労働力移動

2019年ILO労働力移動グローバル・メディア・コンクール応募者募集中(応募締切:2019年10月31日):テーマは公正な人材斡旋・募集と労働力移動の未来の二つ

記者発表 | 2019/09/12
2019年ILO労働力移動グローバル・メディア・コンクール・ポスター。クリックするとお申し込みフォームにつながります

 ILOは第5回目となる労働力移動グローバル・メディア・コンクールを開催します。2019年のテーマは、「公正な人材斡旋・募集」と「労働力移動の未来」の二つです。このコンクールは従来、労働力移動を扱った模範的な報道を表彰することを目的として職業ジャーナリストやカメラマンなどを対象としてきましたが、今回初めて学生賞を設け、ジャーナリズムや報道などのマスコミ学関連の学部・学科・課程で学ぶ学生からの応募も受け付けます。
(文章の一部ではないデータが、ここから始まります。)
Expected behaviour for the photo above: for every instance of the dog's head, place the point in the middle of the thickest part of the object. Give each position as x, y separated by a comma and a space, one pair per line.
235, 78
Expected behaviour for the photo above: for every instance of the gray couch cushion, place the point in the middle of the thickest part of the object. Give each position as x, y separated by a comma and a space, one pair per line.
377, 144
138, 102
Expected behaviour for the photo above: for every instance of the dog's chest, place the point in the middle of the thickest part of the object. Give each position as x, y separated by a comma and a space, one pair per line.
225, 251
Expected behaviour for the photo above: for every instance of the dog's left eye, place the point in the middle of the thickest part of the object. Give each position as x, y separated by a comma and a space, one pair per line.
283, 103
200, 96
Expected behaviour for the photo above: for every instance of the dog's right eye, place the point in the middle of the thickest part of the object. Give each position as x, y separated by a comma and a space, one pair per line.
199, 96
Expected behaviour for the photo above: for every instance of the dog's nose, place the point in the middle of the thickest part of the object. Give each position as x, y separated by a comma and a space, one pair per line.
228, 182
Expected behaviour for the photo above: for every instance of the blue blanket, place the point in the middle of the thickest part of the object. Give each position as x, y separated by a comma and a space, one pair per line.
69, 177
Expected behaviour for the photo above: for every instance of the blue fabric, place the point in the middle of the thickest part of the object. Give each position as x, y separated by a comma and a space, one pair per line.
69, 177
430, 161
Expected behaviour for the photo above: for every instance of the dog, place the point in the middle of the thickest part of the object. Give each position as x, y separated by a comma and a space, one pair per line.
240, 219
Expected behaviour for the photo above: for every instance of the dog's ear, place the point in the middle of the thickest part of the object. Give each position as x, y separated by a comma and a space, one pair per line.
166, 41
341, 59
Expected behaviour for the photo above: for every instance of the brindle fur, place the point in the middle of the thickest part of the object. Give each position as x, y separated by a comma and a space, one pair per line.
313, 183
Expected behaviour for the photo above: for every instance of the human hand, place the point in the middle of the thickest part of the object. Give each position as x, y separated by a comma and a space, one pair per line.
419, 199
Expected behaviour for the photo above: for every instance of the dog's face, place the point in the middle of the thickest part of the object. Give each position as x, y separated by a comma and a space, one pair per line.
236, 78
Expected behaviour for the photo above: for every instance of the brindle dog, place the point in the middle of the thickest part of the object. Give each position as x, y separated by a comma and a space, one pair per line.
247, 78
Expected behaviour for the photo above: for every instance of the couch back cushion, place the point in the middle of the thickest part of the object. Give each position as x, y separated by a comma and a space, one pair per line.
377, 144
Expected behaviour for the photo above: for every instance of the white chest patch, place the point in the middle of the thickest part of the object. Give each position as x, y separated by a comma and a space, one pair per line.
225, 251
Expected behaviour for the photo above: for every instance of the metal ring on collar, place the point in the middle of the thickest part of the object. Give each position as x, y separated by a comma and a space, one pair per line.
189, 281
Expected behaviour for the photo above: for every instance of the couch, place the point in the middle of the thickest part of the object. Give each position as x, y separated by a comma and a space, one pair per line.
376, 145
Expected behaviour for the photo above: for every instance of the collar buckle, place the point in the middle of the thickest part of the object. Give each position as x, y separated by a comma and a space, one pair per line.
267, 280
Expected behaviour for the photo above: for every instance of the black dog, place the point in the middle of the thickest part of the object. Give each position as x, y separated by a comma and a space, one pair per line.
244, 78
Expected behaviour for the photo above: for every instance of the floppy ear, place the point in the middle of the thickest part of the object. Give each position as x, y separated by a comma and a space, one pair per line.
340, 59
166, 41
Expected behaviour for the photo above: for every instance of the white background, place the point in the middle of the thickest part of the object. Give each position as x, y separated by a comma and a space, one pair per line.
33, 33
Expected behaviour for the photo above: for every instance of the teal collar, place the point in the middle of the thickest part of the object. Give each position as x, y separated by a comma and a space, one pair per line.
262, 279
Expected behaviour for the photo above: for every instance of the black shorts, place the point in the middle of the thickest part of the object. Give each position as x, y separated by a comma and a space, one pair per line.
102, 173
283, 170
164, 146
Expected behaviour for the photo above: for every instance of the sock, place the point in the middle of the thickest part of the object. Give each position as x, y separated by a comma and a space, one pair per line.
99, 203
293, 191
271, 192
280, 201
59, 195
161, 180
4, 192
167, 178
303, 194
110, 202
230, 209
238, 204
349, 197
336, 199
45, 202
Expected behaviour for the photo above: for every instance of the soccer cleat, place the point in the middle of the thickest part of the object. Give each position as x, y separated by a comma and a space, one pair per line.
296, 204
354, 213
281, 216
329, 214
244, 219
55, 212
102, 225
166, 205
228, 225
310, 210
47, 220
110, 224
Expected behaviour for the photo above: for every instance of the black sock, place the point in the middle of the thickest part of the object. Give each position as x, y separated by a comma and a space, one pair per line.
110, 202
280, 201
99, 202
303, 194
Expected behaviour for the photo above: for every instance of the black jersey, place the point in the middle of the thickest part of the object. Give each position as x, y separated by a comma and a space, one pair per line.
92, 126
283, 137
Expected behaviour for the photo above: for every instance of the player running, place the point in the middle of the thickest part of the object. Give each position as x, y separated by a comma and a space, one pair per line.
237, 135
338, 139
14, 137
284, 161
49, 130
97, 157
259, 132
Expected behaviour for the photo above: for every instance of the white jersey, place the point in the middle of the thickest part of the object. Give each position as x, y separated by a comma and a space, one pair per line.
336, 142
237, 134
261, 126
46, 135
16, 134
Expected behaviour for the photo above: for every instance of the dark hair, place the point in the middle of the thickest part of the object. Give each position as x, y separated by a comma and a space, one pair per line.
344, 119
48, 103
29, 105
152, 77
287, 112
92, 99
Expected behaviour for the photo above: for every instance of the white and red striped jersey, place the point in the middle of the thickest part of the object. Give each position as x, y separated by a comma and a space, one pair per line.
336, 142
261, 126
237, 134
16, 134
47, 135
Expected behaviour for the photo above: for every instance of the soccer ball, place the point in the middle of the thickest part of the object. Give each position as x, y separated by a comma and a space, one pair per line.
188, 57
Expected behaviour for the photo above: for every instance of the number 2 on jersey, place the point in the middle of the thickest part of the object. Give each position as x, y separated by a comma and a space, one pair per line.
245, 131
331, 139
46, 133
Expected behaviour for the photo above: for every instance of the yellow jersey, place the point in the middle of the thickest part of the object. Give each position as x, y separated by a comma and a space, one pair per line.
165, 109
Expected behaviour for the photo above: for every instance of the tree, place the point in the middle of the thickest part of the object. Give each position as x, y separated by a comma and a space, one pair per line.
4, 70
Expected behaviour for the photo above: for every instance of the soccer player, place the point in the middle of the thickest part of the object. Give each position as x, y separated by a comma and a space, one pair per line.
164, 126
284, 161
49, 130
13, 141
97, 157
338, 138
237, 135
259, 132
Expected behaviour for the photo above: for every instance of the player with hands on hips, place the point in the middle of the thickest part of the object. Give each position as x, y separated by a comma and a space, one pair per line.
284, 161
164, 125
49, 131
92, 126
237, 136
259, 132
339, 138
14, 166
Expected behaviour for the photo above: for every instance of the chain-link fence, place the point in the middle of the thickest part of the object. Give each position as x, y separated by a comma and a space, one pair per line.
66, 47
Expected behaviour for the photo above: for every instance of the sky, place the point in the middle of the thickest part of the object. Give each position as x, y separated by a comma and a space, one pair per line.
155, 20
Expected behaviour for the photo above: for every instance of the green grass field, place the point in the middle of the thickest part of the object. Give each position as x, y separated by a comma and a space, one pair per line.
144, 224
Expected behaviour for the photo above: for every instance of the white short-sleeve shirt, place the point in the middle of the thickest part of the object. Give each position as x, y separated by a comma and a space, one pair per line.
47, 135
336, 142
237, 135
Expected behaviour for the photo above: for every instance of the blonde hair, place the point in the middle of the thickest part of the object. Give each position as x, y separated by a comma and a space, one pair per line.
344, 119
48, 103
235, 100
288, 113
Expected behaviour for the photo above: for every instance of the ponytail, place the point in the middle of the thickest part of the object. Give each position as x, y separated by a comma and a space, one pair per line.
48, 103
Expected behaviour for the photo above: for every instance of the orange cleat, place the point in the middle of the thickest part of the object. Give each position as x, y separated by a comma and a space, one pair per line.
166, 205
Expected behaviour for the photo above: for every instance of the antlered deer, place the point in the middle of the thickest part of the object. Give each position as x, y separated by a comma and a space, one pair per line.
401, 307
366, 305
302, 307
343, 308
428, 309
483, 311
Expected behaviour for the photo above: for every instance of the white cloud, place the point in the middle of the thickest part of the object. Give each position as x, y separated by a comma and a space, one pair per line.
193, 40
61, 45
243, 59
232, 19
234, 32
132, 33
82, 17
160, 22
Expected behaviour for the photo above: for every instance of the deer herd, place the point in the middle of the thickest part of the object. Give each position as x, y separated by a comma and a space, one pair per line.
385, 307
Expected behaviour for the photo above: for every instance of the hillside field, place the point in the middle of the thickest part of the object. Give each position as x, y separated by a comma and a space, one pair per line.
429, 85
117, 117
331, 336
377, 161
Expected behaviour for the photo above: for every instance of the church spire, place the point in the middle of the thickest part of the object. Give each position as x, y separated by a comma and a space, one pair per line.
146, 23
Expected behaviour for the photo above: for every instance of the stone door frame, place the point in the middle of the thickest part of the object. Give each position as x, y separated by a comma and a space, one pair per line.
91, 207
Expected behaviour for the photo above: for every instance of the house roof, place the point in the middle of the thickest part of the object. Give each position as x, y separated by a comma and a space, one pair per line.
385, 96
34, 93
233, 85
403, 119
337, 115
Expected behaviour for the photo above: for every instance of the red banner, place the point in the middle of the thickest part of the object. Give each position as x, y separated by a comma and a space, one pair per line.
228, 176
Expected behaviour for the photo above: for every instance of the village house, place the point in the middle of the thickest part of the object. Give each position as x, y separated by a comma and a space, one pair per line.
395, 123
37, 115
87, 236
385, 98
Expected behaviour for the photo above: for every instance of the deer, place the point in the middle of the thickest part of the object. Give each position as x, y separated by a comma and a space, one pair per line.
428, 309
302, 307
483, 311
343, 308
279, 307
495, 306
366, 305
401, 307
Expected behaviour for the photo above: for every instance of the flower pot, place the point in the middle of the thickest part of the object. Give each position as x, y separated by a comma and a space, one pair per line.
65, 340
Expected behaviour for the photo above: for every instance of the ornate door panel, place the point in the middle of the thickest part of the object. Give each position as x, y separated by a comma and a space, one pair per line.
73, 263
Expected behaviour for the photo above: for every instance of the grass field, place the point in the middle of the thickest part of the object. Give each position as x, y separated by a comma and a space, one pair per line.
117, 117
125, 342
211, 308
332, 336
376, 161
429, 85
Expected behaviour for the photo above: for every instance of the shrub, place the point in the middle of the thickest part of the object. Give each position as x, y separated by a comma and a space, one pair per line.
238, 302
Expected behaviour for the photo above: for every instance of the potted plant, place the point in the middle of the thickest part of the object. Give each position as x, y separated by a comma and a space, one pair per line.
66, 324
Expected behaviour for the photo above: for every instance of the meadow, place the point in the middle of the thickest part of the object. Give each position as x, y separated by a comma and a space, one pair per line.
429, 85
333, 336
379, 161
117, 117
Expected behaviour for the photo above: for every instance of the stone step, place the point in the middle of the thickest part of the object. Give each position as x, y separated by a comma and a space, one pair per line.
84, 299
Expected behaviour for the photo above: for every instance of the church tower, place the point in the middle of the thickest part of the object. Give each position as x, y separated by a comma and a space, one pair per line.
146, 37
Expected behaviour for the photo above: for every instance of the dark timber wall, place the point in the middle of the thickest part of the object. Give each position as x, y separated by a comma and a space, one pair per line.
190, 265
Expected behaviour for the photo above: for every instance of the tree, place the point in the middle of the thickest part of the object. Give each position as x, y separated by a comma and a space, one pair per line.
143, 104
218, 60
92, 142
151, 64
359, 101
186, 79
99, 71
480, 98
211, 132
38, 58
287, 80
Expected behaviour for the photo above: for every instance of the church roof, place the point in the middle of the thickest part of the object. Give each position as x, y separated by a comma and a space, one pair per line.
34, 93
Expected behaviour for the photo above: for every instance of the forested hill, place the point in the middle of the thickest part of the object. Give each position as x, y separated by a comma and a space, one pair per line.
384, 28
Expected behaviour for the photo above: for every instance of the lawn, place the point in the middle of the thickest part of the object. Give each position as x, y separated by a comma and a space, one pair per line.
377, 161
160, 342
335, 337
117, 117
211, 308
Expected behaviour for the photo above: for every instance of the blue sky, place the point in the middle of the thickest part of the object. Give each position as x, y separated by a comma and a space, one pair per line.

 移民は世界中で職場や地域社会において、偏見、不寛容、不名誉な烙印に直面しています。否定的な叙述は搾取や虐待につながり、社会の結束に挑む可能性があります。国際労働組合総連合(ITUC)や国際使用者連盟(IOE)、国連人権高等弁務官事務所(OHCHR)、国際ジャーナリスト連盟(IFJ)、ニュース・オピニオンサイトの「イークォル・タイムズ」、労働者の権利擁護機関「連帯センター」、アジア移民フォーラム(MFA)に加え、今年は欧州連合(EU)が資金拠出する「労働力移動の斡旋・募集枠組み改善グローバル行動(REFRAME)プロジェクト」、スイス開発協力庁(SDC)が資金拠出する「第2期公正人材斡旋・募集総合計画(FAIR Ⅱ)」の後援を受けて開催されるこのコンクールは、労働力移動問題に関する質の高い報道の推進を目指しています。倫理的でバランスの取れた報道は、固定観念や誤解に取り組み、移民労働者が送出国及び受入国で行っているプラスの貢献に光を当てる上で重要な役割を演じる可能性があります。

 コンクールは移民労働者の労働条件改善や労働力移動に関する誤った認識の変更などといった、最近採択された「安全かつ秩序だった正規の移住のためのグローバル・コンパクト」と「難民に関するグローバル・コンパクト」の一部のターゲットに寄与することが期待されます。国連の「持続可能な開発のための2030アジェンダ」でも強調されているディーセント・ワーク(働きがいのある人間らしい仕事)と移住のテーマに関する啓発を助けることも目指しています。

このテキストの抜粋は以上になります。